Catali hauled six saddlebags’ worth of mutations on her shoulders, while thin-as-bones Craw carried two. And he complained the whole time.
“Swear there’s somethin’ pinchin’ me in there,” he said, rolling his shoulder. “Hurts like you wouldn’t believe.”
“I’d believe it,” Catali said flatly.
“How much longer you reckon we have? Can’t say I was countin’ down the days from when the Conclave disembarked from the Free City and arrived in that mountain pass. Seemed a good while, though.”
They’d passed into the Lonely Lands a few days ago. The pancake-shaped terrain made her eyes cross when they were tired and sucked any and all motivation from her.
r /> “Two weeks, at least. That’s if the weather’s fair and we don’t have to run the opposite way.”
“I don’t feel up to the task of runnin’ the opposite way.”
“You will if those demons chase us.”
Catali and Craw made fires and foraged for berries and nuts as they journeyed onward. Sometimes they tried to catch squirrels and chipmunks and field mice. Never were they successful.
When her belly was full and her throat wet, a concurrence which was rare indeed, Catali happily chatted with Craw about mutations, asking him what this one and that one did. She never could remember come morning, though that was Craw’s fault. The old man segued into unrelated stories, then circled back around to the topic at hand before disembarking on another wild anecdote.
The weather held up for the most part, besides some heavy rains that made travel slick and muddy.

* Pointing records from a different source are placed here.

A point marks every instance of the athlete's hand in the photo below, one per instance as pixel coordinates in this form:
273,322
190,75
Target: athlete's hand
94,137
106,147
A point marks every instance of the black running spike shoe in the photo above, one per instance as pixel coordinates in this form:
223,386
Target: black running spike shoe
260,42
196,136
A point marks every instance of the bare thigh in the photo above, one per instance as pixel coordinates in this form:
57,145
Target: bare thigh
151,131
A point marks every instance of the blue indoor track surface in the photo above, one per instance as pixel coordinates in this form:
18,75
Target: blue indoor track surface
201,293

The Free City’s walls of sun-bleached mudbrick greeted them two and a half weeks later. The sight drew a “Thank the gods” from Catali.
The longest leg of their journey was over. Better yet, they’d have actual beds to sleep in and real food to eat. Feirdeen’s meats and fruits would have likely long ago spoiled, but the larders and root cellars would have kept veggies fresh and crisp. Or at least fresh. And if they could srounge up enough ingredients from the shops, they could fire up a hearth and bake some bread.

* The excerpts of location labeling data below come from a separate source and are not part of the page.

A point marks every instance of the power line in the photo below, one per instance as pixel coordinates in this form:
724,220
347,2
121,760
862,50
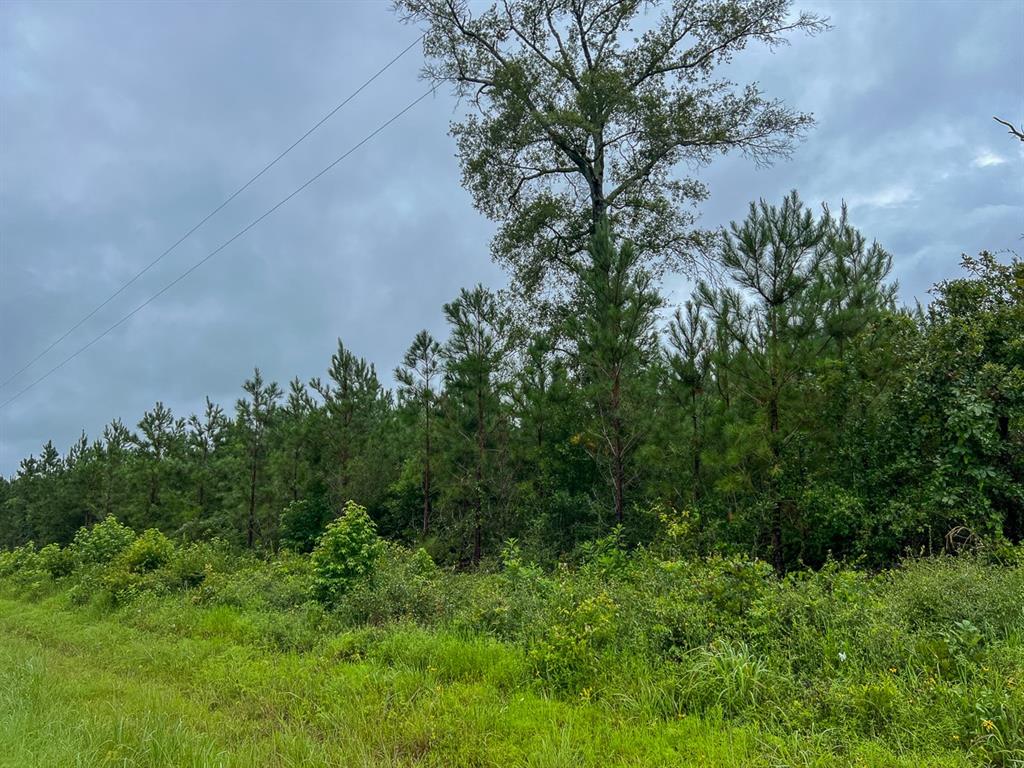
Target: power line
210,215
219,248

The possibilities were endless! Catali was giddy with excitement. Or maybe it’s madness, she thought. Either way, she was happy and thankful. Of course, then her stupid mind just had to remind her of the fiends and the terror they were spreading.
And what if they’re already on Avestas? her mind said.
Shut up, she told it.
The world could already be lost.
I said shut up. Leave me alone.
You must hurry to Oriana. She has to know.
“Shut up!” Catali screamed.
Craw stopped and slowly turned. “Er.”
“I need to rest,” Catali said. “Badly.”
Craw wiped a bead of sweat off his caterpillar brow. “Lookie there, in the sky.”
Above the Free City of Emyrth, against a backdrop of pure blue sky, circled an illusion. A mirage. A clearly obvious hallucination that affected not only Catali, but also Craw. She wondered if they were dangerously dehydrated. Or maybe a diet of fruits and berries had run them dry, and their bodies were shutting down.